Con sentenza n. 160/2000 in data 18.04.2000, il Giudice unico del Tribunale di Teramo, in accoglimento dell'opposizione ex. art. 615 c.p.c. proposta dalla Curatela del fallimento "ALFA S.r.l.":
= ha ritenuto che la competenza funzionale del Tribunale fallimentare prevalesse su quella ratione valoris del Giudice di Pace;
= ha dichiarato l'illegittimità del precetto intimato alla nominata Curatela opponente dalla Società "BETA S.r.l.", in forza di sentenza definitiva del Pretore di Neretto n. 63/1997, per il pagamento della complessiva somma di L. 3.615.738 a titolo di spese processuali poste a carico della Curatela fallimentare, quale parte soccombente nel giudizio di opposizione a decreto ingiuntivo deciso con la citata sentenza pretorile, nonché di spese e competenze dell'atto di precetto.

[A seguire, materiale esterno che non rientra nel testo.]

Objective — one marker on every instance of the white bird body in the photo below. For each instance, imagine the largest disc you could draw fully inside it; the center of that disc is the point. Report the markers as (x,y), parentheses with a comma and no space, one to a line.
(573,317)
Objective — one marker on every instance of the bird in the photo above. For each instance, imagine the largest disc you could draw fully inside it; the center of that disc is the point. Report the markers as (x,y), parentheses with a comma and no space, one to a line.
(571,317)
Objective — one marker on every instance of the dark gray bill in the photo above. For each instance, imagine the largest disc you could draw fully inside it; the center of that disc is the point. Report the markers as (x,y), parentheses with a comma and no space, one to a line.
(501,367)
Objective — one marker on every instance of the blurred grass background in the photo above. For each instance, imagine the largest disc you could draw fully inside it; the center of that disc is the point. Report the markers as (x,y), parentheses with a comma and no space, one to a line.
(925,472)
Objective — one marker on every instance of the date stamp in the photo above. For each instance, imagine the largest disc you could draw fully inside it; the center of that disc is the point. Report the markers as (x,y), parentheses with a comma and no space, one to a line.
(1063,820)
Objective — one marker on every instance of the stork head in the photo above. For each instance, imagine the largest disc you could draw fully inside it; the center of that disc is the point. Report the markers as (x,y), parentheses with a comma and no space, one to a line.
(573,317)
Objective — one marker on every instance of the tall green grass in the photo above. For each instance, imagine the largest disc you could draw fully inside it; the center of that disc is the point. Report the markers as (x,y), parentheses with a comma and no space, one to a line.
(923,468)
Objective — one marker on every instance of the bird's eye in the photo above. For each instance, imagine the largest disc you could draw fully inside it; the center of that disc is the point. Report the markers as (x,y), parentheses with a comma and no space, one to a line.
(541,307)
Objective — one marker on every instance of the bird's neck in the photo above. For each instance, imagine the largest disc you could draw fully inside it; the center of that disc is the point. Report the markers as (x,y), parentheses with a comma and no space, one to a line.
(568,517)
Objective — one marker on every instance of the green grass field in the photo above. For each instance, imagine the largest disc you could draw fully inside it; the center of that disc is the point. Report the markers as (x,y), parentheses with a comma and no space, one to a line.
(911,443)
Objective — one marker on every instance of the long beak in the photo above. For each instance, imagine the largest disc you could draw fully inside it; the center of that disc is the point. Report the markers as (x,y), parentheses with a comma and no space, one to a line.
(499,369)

Con sentenza n. 613/2003 in data 31.07.2003, la Corte di Appello de' L'Aquila ha confermato integralmente e pedissequamente la menzionata sentenza di primo grado.
Circostanza pacifica tra le parti, peraltro coperta dal giudicato interno, era la classificazione del credito precettato nella categoria dei c.d. "crediti verso la massa", tali essendo nella prassi definiti i crediti cui corrispondono, nel lato passivo del rapporto, i debiti assunti direttamente dall'Ufficio fallimentare (c.d. "debiti di massa") e contraddistinti, ex art. 111 L.F., dal regime giuridico della prededuzione, che attribuisce ad essi il diritto di essere soddisfatti integralmente ed alla scadenza, con priorità rispetto ai crediti concorsuali (anche se assistiti da cause di prelazione), in applicazione del principio prior in tempore, potior in iure.
Il credito precettato era, difatti, consacrato nella sentenza del V.P.O. di Nereto n. 63/1997, notificata in data 30.03.1998, passata in giudicato alla data di notifica dell'opposto atto di precetto, resa nel giudizio di opposizione al decreto ingiuntivo richiesto ed ottenuto dalla Curatela fallimentare per il pagamento di un preteso credito del fallito, nelle more rivelatosi insussistente, e si ricollegava, quindi, al rapporto processuale instaurato dalla Curatela fallimentare con domanda monitoria al Giudice competente ratione valoris (e non al Tribunale fallimentare, trattandosi di azione relativa ad un rapporto già esistente nel patrimonio del fallito), rapporto regolato dalla citata sentenza pretorile con condanna della Curatela fallimentare alla rifusione delle spese processuali.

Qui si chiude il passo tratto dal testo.